Thomas B. Nachbar is a professor of law at the University of Virginia School of Law and a senior fellow at the Center for National Security Law.]
It would be impossible to describe Ajit Pai’s tenure as chair of the Federal Communications Commission as ordinary. Whether or not you thought his regulatory style or his policies were innovative, his relationship with the public has been singular for an FCC chair. His Reese’s mug, alone, has occupied more space in the American media landscape than practically any past FCC chair. From his first day, he has attracted consistent, highly visible criticism from a variety of media outlets, although at least John Oliver didn’t describe him as a dingo. Just today, I read that Ajit Pai single handedly ruined the internet, which when I got up this morning seemed to be working pretty much the same way it was four years ago.
I might be biased in my view of Ajit. I’ve known him since we were law school classmates, when he displayed the same zeal and good-humored delight in confronting hard problems that I’ve seen in him at the commission. So I offer my comments not as an academic and student of FCC regulation, but rather as an observer of the communications regulatory ecosystem that Ajit has dominated since his appointment. And while I do not agree with everything he’s done at the commission, I have admired his single-minded determination to pursue policies that he believes will expand access to advanced telecommunications services. One can disagree with how he’s pursued that goal—and many have—but characterizing his time as chair in any other way simply misses the point. Ajit has kept his eye on expanding access, and he has been unwavering in pursuit of that objective, even when doing so has opened him to criticism, which is the definition of taking political risk.
The decision to include SpaceX is at one level unremarkable. SpaceX proposes to offer broadband internet access through low-Earth-orbit satellites, which is the kind of thing that is completely amazing but is becoming increasingly un-amazing as communications technology advances. SpaceX’s decision to use satellites is particularly valuable for initiatives like the RDOF, which specifically seek to provide services where previous (largely terrestrial) services have not. That is, in fact, the whole point of the RDOF, a point that sparked fiery debate over the FCC’s decision to focus the first phase of the RDOF on areas with no service rather than areas with some service. Indeed, if anything typifies the current tenor of the debate (at the center of which Ajit Pai has resided since his confirmation as chair), it is that a policy decision over which kind of under-served areas should receive more than $16 billion in federal funding should spark such strongly held views. In the end, SpaceX was awarded $885.5 million to participate in the RDOF, almost 10% of the first-round funds awarded.

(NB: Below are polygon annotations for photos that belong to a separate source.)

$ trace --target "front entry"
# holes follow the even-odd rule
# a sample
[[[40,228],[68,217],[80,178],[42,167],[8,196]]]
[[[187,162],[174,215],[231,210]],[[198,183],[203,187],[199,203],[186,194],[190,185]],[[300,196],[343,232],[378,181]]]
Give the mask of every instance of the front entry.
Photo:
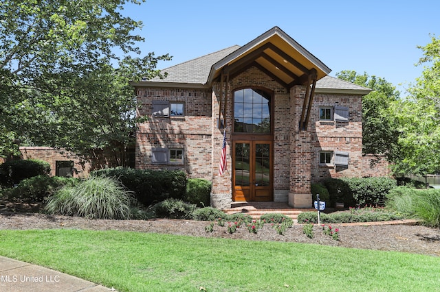
[[[234,201],[273,200],[272,152],[272,141],[233,141]]]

But on a different level, the decision to include SpaceX is extremely remarkable. Elon Musk, SpaceX’s pot-smoking CEO, does not exactly fit regulatory stereotypes. (Disclaimer: I personally trust Elon Musk enough to drive my children around in one of his cars.) Even more significantly, SpaceX’s Starlink broadband service doesn’t actually exist as a commercial product. If you go to Starlink’s website, you won’t find a set of splashy webpages featuring products, services, testimonials, and a variety of service plans eager for a monthly assignation with your credit card or bank account. You will be greeted with a page asking for your email and service address in case you’d like to participate in Starlink’s beta program. In the case of my address, which is approximately 100 miles from the building where the FCC awarded SpaceX over $885 million to participate in the RDOF, Starlink is not yet available. I will, however, “be notified via email when service becomes available in your area,” which is reassuring but doesn’t get me any closer to watching cat videos.
That is perhaps why Chairman Pai was initially opposed to including SpaceX in the low-latency portion of the RDOF. SpaceX was offering unproven technology and previous satellite offerings had been high-latency, which is good for some uses but not others.
But then, an even more remarkable thing happened, at least in Washington: a regulator at the center of a controversial issue changed his mind and—even more remarkably—admitted his decision might not work out. When the final order was released, SpaceX was allowed to bid for low-latency RDOF funds even though the commission was “skeptical” of SpaceX’s ability to deliver on its low-latency promise. Many doubted that SpaceX would be able to effectively compete for funds, but as we now know, that decision led to SpaceX receiving a large share of the Phase I funds. Of course, that means that if SpaceX doesn’t deliver on its latency promises, a substantial part of the RDOF Phase I funds will fail to achieve their purpose, and the FCC will have backed the wrong horse.
I think we are unlikely to see such regulatory risk-taking, both technically and politically, in what will almost certainly be a more politically attuned commission in the coming years. Even less likely will be acknowledgments of uncertainty in the commission’s policies. Given the political climate and the popular attention policies like network neutrality have attracted, I would expect the next chair’s views about topics like network neutrality to exhibit more unwavering certainty than curiosity and more resolve than risk-taking. The most defining characteristic of modern communications technology and markets is change. We are all better off with a commission in which the other things that can change are minds.